А «морячина насквозь соленая» Мария Ефимовна Норкина?! Внучка знаменитого адмирала-гидрографа царских времен, она плавала во всех возможных для женщин без образования ролях: уборщицей, буфетчицей, камбузным рабочим... На судно молодого капитана Конецкого легендарная Ефимовна, с ее «вредным языком» и медалью «За отвагу» на парадной одежде, пришла в качестве кока во время перегона сейнеров Северным морским путем. И покоренный ею капитан расскажет потом на страницах романа-странствия «ЗА ДОБРОЙ НАДЕЖДОЙ» о ее сложной, яркой судьбе и удивительном характере...
Вернувшись домой, я долгое время складывала в уме подробное письмо Конецкому (поскольку в тот день мне так и не удалось как следует расспросить его – договорились о переписке). Наш город постепенно менялся. Навсегда уплывали деревянные одноэтажные и двухэтажные на высоком фундаменте дома-корабли. Такие ждали на берегу в Архангельске судовых механиков, лоцманов, капитанов – их так и называли «капитанскими». Раньше наши мальчишки вырастали с гордым сознанием, что «Архангельский город – всему морю ворот», и душа у Архангельска была морской. А теперь стала, как и везде, – коммерческой.
Архангельск. Река Соломбалка. 1960-е годы
Пришли другие времена, другие нравы. Для меня, долго пребывавшей в плену северного «квасного патриотизма», настоящим потрясением стало увидеть предвыборную встречу Жириновского со своими потенциальными избирателями у нас в Северодвинске в 2004 году. Жириновский не столько выкриками их брал, сколько лично раздаваемыми деньгами, – и толпа, отталкивая и тесня друг друга, кинулась их хватать еле сдерживаемая охраной. Не могу забыть эти лица, молодые и старые, с одинаковым выражением на них... Даже в самые страшные военные годы северяне так себя не теряли! Был бы жив Конецкий – в своем незаконченном письме к нему непременно упомянула бы про маленькую лохматую собачонку – овчинки клок. Как она бегала сзади, не могла протиснуться сквозь плотную, в беспорядочном движении людскую стену, как она вставала на задние лапки, волновалась – не могла понять, что ж это с людьми-то происходит!

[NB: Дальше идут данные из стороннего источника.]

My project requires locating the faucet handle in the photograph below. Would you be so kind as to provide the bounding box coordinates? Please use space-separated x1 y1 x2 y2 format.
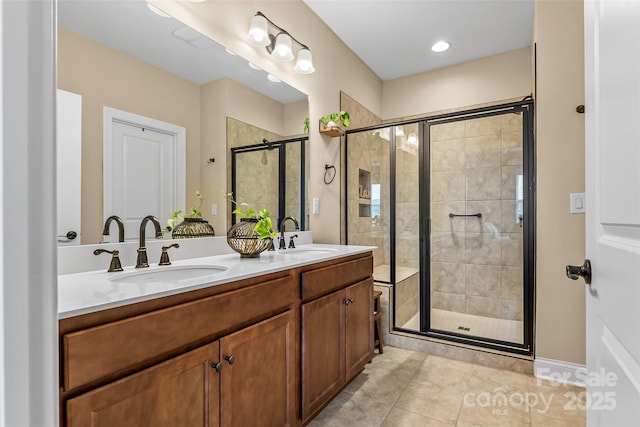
158 243 180 265
93 249 122 273
289 234 298 249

...А Виктора Викторовича Конецкого последний раз я слышала по радио в августе 2000 года, в дни гибели подводной лодки «Курск». На трагедию «Курска» откликнулись тогда Даниил Гранин, Алексей Герман, кто-то еще, чье мнение уважаемо. К Виктору Конецкому обратились еще и как к бывшему офицеру аварийно-спасательной службы Северного флота. По поводу «Курска» Виктор Викторович с болью произнес только, что ему тяжело говорить на эту тему – лучше он пойдет в собор Николы Морского и поставит свечку. А дома, по воспоминаниям жены, увидев по телевизору, как хоронили погибших на «Курске», встал, перекрестился и, глядя на телеэкран, тихо, но твердо сказал: «С вами и я умер».
О НАШЕМ АВТОРЕ:
Мельницкая Лидия Владимировна – легенда архангельской журналистики. В 1962 году окончила факультет журналистики МГУ. Работала в районной газете «Звезда», в архангельских газетах «Северный комсомолец» и «Правда Севера», вела кинообозрение на областном телевидении. Очень точно о Л.В. Мельницкой сказал писатель Федор Абрамов: «Вы любите, понимаете Север, и у Вас есть Слово». Печаталась в журналах «Сельская молодежь», «Север», «Наш современник». Живёт в Архангельске.